The cinematic re-creations of the featured writings do not simply show stoic-faced soldiers reading letters home. Instead, the writings vary from poetry and fiction to memoirs and essays, with the accompanying visuals stylized to match the tone and form of the writer, including animation, still photographs, and slow motion video.
“We were really just trying to create an aesthetic for each piece that felt like a companion to the way the soldiers would write,” Robbins says.
For example, the graphic novel style was selected for one piece because its author, Colby Buzzel, impressed Robbins with his unique feel. “He’s kind of a punk rock kid. He kind of writes like that: staccato, tongue-in-cheek.”
In particular, the graphic novel visualization stands out as eye-catching, drawn in a style reminiscent of the ultra-violent “Sin City.”

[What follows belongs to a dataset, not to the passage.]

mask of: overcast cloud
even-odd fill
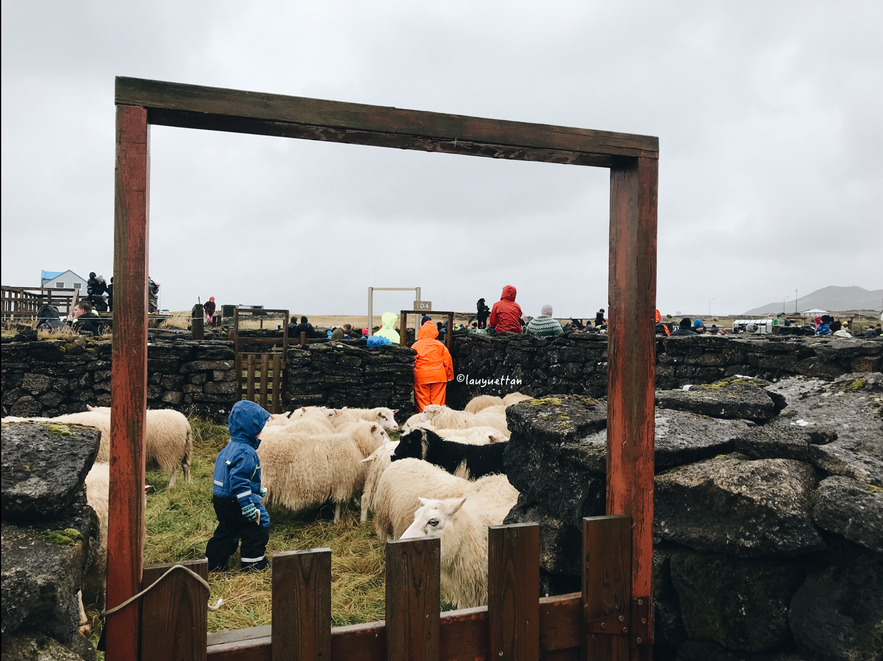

Robbins expresses his initial concern that such visuals would lend to the fetishization of the violence of war.
“I definitely was concerned, when we first started getting the images back and looking at the animation, that it looked too cool,” he says. “I feel a tiny conflict about it, but I think if you listen to the piece, it sounds deeply conflicted about the experience being described. And I also feel, being in combat myself as a journalist, there are cool things about it.”
Ultimately, he believes that the style is fitting. “I think that it’s honest in that sense.”
BEYOND PARTIES
Both Yellin and Robbins point out that the documentary itself is focused on the soldiers’ experiences, not politics.
“It’s not political, it’s very experiential,” Yellin says.
Robbins’ own documentary-making ethic centered on staying true to the subjects’ perspectives.
“I think if you look at a person like Michael Moore, those are people who are interested in a type of subject and are essentially choosing subjects. For me, they’re making it in the opposite direction,” he says.
Initially, Robbins loathed scenario re-creation, but he soon changed his mind: “Once I had material, there was no other way to do it.”
The lack of human empathy in politics further motivated the filmmakers to create the documentary.
“[People] don’t want to listen to what they have to go through because it’s a necessary evil,” Robbins says. “I think politics has become a barrier to the human dimension.”
Despite this barrier, he says “it matters to have respect to these people…as part of a democracy.”
ACCLAIMED STORIES
Amidst critical acclaim, the final product has been picked up for theatrical release, unexpected at the inception of the project.
“Operation Homecoming” will be playing at Brookline’s Coolidge Corner Theatre on April 6 and will be airing on PBS on April 16 as part of the series “America at a Crossroads.”
Both Robbins and Yellin desire to bridge the gap between the military and non-military spheres of American life through film.
“The divide in this nation between people who have family in the military and everyone else is a bad thing for society,” Robbins says.
Their experiences documenting soldiers in wartime has been transformative for the two filmmakers, and they hope to pass that on to the American public.
As Robbins says, “The men and women in this film have defied my expectations, and will defy everyone’s expectations. They’re smarter, more thoughtful, and more caring than we like to think soldiers are.”